Barroso pedira destaque para a votação, o que
paralisou o julgamento, somente retomado na sexta-feira, quando solicitou ao
presidente do Supremo, ministro Edson Fachin, que voltasse a plenário virtual.
Foram 104 semanas de espera: “A interrupção da gestação deve ser tratada como
uma questão de saúde pública, não de direito penal”, afirmou Barroso, ao
acompanhar o voto de Weber.
“A discussão real não está em ser contra ou a
favor do aborto. É definir se a mulher que passa por esse infortúnio deve ser
presa”, disse. Logo após o voto de Barroso, Gilmar Mendes pediu destaque ao
julgamento virtual. Com isso, a discussão será retomada nas sessões
presenciais. Por ora, está 2 x 0.
Na mesma sessão, a maioria do STF derrubou
liminar de Barroso que autorizava enfermeiros atuarem em aborto legal. Gilmar
Mendes abriu divergência e os ministros consideram que não havia urgência para
decisão individual, em meio a discussões sobre descriminalização do aborto. O
julgamento teve origem em ação protocolada pelo PSOL, em 2017, que questionava
a criminalização com base nos artigos 124 e 126 do Código Penal de 1940.
Segredo de família
O julgamento combina saúde pública,
legislação restritiva e divisão de opiniões na sociedade. É rara a família que
não tenha passado por esse trauma. O aborto substituiu a virgindade como tabu
no ideário familiar cristão, mas, mesmo assim, é praticado quando necessário e
mantido em segredo. O Código Penal de 1940 considera o aborto um crime, com
exceção das seguintes situações: gravidez resultante de estupro, risco de morte
para a gestante e anencefalia fetal.
Entretanto, o acesso ao aborto legal é
dificultado por fatores religiosos e falhas na rede de apoio. E há risco de
retrocessos na legislação, por causa da composição conservadora do Congresso. O
Projeto de Lei 1.904/24, em tramitação na Câmara, por exemplo, propôs equiparar
o aborto após 22 semanas de gestação ao crime de homicídio, mesmo em casos de
estupro. Proposta de Emenda à Constituição (PEC) que visa proibir o aborto em
qualquer situação, incluindo as atualmente permitidas, foi aprovada na Comissão
de Constituição e Justiça (CCJ) do Senado, em 2024.

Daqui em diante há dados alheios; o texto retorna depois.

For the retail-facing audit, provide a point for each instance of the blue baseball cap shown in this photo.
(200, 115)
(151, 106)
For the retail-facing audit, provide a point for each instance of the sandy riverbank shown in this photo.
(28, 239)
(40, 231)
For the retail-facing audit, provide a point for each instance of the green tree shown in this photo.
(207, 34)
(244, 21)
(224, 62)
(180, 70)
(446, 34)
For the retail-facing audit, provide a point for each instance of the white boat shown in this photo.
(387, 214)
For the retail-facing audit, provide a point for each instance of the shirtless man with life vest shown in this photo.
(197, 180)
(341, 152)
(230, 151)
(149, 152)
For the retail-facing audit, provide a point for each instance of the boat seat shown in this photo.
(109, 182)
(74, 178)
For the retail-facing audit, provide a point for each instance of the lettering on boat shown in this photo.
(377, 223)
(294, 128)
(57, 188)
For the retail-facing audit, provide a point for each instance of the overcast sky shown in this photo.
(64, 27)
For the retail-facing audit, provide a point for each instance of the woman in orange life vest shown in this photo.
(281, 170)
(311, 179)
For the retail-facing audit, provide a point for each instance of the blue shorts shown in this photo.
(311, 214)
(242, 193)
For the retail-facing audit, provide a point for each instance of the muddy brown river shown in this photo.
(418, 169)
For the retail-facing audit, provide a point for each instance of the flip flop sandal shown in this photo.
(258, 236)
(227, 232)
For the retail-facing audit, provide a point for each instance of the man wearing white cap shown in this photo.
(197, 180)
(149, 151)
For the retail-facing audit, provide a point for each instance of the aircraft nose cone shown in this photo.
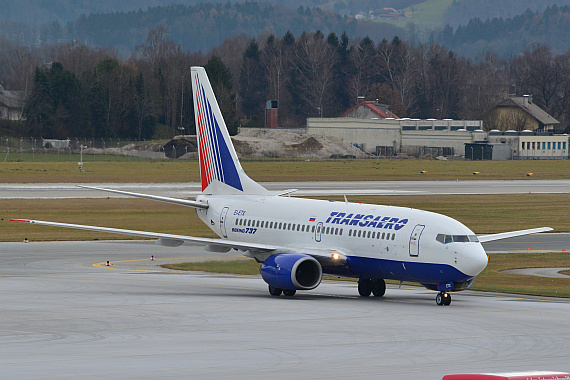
(475, 260)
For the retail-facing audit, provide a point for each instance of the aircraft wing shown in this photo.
(219, 245)
(325, 256)
(506, 235)
(176, 201)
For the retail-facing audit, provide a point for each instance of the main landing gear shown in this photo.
(277, 291)
(367, 286)
(443, 299)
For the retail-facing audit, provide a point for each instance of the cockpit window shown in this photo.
(446, 239)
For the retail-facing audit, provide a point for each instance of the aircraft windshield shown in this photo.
(446, 239)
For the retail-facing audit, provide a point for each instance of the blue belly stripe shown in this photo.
(427, 273)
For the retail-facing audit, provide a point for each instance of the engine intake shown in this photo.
(292, 271)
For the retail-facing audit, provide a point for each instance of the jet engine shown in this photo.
(292, 271)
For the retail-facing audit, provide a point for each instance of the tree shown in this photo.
(314, 61)
(221, 81)
(252, 83)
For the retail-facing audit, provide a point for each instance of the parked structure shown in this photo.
(11, 104)
(520, 113)
(529, 145)
(390, 136)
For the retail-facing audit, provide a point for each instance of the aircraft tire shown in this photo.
(379, 287)
(439, 299)
(275, 291)
(443, 299)
(365, 286)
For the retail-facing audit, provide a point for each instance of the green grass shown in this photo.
(135, 170)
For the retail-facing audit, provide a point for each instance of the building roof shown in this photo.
(11, 99)
(376, 108)
(525, 103)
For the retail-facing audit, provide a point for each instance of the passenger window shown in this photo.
(460, 238)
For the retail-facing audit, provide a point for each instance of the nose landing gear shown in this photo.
(443, 299)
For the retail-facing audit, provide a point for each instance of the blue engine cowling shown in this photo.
(292, 271)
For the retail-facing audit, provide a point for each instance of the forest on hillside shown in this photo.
(95, 92)
(502, 26)
(511, 36)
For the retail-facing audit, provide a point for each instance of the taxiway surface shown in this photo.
(66, 314)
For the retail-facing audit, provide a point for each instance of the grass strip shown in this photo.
(280, 170)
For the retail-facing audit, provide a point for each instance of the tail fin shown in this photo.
(220, 170)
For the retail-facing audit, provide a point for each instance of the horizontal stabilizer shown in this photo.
(176, 201)
(506, 235)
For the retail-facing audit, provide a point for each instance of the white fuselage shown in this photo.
(397, 242)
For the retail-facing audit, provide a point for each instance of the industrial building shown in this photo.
(411, 136)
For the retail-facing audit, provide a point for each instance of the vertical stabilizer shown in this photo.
(220, 170)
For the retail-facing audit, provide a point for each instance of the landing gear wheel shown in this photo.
(443, 299)
(379, 287)
(365, 286)
(438, 299)
(275, 291)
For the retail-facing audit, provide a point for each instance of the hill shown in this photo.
(513, 35)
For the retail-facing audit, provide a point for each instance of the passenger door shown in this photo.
(223, 221)
(415, 240)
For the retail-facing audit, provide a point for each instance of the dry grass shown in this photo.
(275, 170)
(494, 279)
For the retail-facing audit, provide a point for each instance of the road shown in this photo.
(66, 314)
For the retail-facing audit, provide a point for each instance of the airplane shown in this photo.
(298, 240)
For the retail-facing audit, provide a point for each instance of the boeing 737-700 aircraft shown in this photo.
(298, 240)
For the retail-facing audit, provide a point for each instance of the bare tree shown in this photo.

É um descolamento da vida real. Apesar da
criminalização, o aborto inseguro é uma realidade no Brasil e um problema de
saúde pública, sendo um dos maiores causadores de mortes maternas. O número de
abortos legais realizados pelo Sistema Único de Saúde (SUS) aumentou 71%, entre
2018 e 2023, com o crescimento do acesso em casos de estupro. Em maio de 2025,
porém, apenas 1,1% das meninas-mães tiveram acesso aos serviços de aborto legal
para vítimas de violência.
A Pesquisa Nacional de Aborto (PNA), de 2021,
mostrou que uma em cada sete mulheres, com idade próxima aos 40 anos, já fez
pelo menos um aborto no Brasil. O levantamento foi realizado em novembro de
2021, ouviu 2 mil mulheres em 125 municípios. Mais da metade (52%) do total de
mulheres que abortaram tinha 19 anos de idade ou menos, quando fez seu primeiro
aborto.
Desse contingente (abaixo de 19 anos), 46%
eram adolescentes entre 16 e 19 anos, e 6% meninas entre 12 e 14 anos. Pela
legislação, praticar sexo ou atos libidinosos com menor de 14 anos é
considerado crime de estupro de vulnerável, mesmo havendo consentimento da
criança, sob pena de prisão de oito a 15 anos.
Em 2021, 21% das mulheres que abortaram
realizaram um segundo procedimento, chamado aborto de repetição. Entre elas,
estão predominantemente as mulheres negras. Parte das entrevistadas (39%) usou
medicamento para interromper a gestação; 43% das mulheres foram hospitalizadas
para finalizar o aborto. O uso de misoprostal, cuja venda é restrita, reduziu
os casos de mortalidade nos abortos induzidos.
A opinião pública brasileira sobre o aborto é dividida e complexa. Pesquisas de 2023 e 2025 mostraram que a maioria dos brasileiros é contra a legalização do aborto de forma geral, mas favorável nas situações previstas em lei, como estupro. Pesquisa da Quaest, de dezembro de 2023, indicou que, embora a maioria seja contra a legalização, 84% dos brasileiros não desejam que mulheres que abortam sejam presas.